她的散文是在生活真实的基础上立意、提炼,以寻求精神的突破、升华,因为作品里存放着她的灵魂,存放着自己对自身际遇的思考。她用散文唤醒那些在喧嚣的生活中沉湎麻木的神经,让我们重新感受熟视无睹的已经变异了的生活。

同学小聚,是再平常不过的事,而吴伟兰的散文《我丢了》,以当今同学聚会为视角,从这小小的聚会中进行反思。

城市让我们历尽沧桑,“我”学会了享受生活,穿名牌,坐高铁,请喝茶,在物质生活层面,“我”得到了满足,而精神家园却荒芜了。作者写道:

“不多久,就济济一堂了。酒,还是以前大家都喜欢的糯米甜,菜,还是以前大家都爱吃的家乡盐仔蟹,但寒暄了一通,酒过三巡后,我发现大家讲的我都不懂。他们讲的家乡私彩我一头雾水,听不懂他们的段子,我更不能给他们讲上海的磁浮列车,浦东新区上亿元一套的房子。

“本来大家为我接风,但我好像成了多余的陌生人。

“我顿时有点惘然,我被他们丢下了,我被家乡丢了。”

文章构思非常巧妙,行文前半部分用轻快、愉悦的语言,以小溪流水般的叙事,先给读者勾勒出一幅“同学聚会”,欢声笑语,觥筹交错的场景,而最后笔锋一转,写道:

“不知是酒精的作用,还是失去铃子的悲伤,我有点恍惚起来,不知自己身在何处,我找不到方向,甚至,找不到自己。
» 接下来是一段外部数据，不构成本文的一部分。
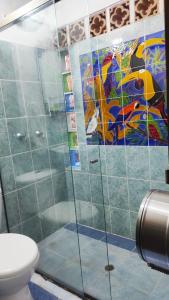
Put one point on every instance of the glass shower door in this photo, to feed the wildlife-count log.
(35, 169)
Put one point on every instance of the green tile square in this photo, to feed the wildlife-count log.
(118, 192)
(137, 192)
(7, 174)
(120, 220)
(45, 194)
(27, 202)
(13, 99)
(15, 126)
(138, 162)
(4, 149)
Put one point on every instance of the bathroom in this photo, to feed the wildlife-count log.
(83, 140)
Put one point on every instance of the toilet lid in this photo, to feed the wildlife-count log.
(17, 252)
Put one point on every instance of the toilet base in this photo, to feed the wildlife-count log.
(22, 294)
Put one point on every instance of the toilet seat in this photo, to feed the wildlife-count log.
(17, 253)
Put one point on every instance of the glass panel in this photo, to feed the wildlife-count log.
(87, 174)
(34, 161)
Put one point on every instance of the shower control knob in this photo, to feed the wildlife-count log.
(20, 136)
(39, 133)
(94, 161)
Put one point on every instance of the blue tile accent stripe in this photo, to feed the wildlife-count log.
(40, 294)
(96, 234)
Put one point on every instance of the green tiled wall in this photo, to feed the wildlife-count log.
(32, 168)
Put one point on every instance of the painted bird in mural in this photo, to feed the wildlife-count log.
(92, 125)
(144, 79)
(105, 71)
(124, 116)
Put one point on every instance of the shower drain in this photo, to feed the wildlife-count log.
(109, 268)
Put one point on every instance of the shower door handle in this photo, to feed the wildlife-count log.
(94, 161)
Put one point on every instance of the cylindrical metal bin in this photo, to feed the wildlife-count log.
(152, 231)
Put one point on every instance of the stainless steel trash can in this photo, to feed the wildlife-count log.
(152, 230)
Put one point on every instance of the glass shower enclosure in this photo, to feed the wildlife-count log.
(83, 137)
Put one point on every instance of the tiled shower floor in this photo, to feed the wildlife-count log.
(131, 279)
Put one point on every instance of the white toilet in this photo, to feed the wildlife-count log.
(19, 256)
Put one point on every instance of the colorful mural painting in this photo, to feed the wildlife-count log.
(124, 93)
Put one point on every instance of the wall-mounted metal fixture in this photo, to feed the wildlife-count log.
(152, 232)
(39, 133)
(20, 136)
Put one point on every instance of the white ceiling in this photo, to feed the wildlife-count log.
(8, 6)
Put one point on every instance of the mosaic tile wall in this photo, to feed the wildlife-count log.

“我想不起这些年我忙什么,收获了什么,但我却丢了我多少曾经的拥有,我把我自己也丢了!”

丢了什么呢?是同学情,家乡情?作者没有正面回答。写到这,文章嘎然而止,令人回味无穷。这深刻的立意,耐人深思。

《我丢了》立意独特新颖,笔触清新流畅,不愧为一篇难得的佳作。

文为心声,散文是一种最能表情达意的文学体裁。多年来,吴伟兰怀惴着一颗女性特有的温柔细腻之心与仁慈善感的情怀,观察世界,体悟人生,用文字抒写摇曵多姿的生活,她的散文呈现给读者的总是切切真情,耐读、有味,令人耳目一新。

“朗玉微瑕在”。我认为吴伟兰若能在现时的“小散文”式微格局上进一步拓深、锤炼,或许她日后的散文创作之路会走得更远,这是我对她创作的真情期冀。